I immediately cast a spell called venom on my card thus ensuring that anything that blocked him died, as that is the purpose of the card.  After combat is resolved all blocking creatures that did not die from your monster’s attack still die.  This was to discourage my friends from attacking me before I got the third and final card into my hand and onto my monster.  This process to another few rounds of game play, but, finally I let out a loud “WOOT,” paid the spell cost and placed the third and final card on my monster: “Lure.”  Lure forced all creatures owned by a player to block my monster if I attacked that player. 
I quickly scanned the table for my target.  There he was, sitting to my left, one of my best friends, who was hiding behind a wall of his own monsters.  I put on my evil grin and in my best Emperor Palpatine voice said to my beefed up monster, “Wipe them out.  All of them.”
 With that I declared who I was attacking.  My friend groaned, he knew what was coming and he did not like it, at all.  All twelve of his monster cards were forced to block my one card.  When everything was finally tallied up my monster had gone from a nice (6/4) guy to a (30/28) god.  When compounded with the venom spell that killed anything that blocked him it was no contest.  The round was mine.  I had enough damage left to deal out when I was done with his blocking monsters that it removed him from the game.
My friends were impressed.  Hell, I was ecstatic.  I had built that deck of cards two years before and had played it countless times.  NEVER, in all those times had I managed to get all three cards out on the table, let alone in the combination that they were thrown into the deck for.  I was elated.  I was overjoyed.  I was a king.
It was at that moment another player asked if my turn was finished.  I said it was and he promptly cast a card that gave him control over my own monster with both effect cards still in place on it.  He then attacked me.
Needless to say, five minutes later my cards were put back in their box and I was outside smoking a cigarette reveling in my short lived triumph.  Yes, I lost the game, and horribly so, but I had finally managed to pull off a move that I had dreamed about for two years.

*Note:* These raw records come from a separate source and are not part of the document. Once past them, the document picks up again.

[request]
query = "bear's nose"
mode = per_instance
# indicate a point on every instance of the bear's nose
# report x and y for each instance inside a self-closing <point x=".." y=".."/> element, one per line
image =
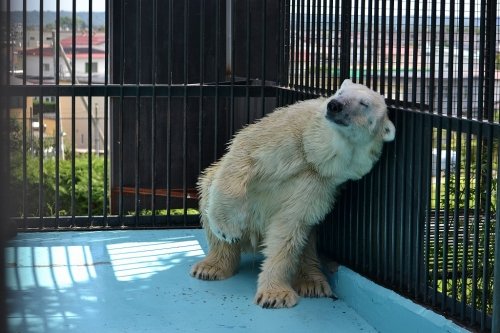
<point x="334" y="106"/>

Now, fast forward a few years more and here I am.  I’m looking through these cards and remembering all the battles, all the games, the laughs, the jokes, and general good times.  Then, I remember how much the guy at the store told me they were worth now.  My heart sinks a little and my gut ties itself into a knot.  With one last look at the boxes that contain so much fun I pocket the cash and walk out the door.  You can never go home, but you can carry the memories with you for a lifetime.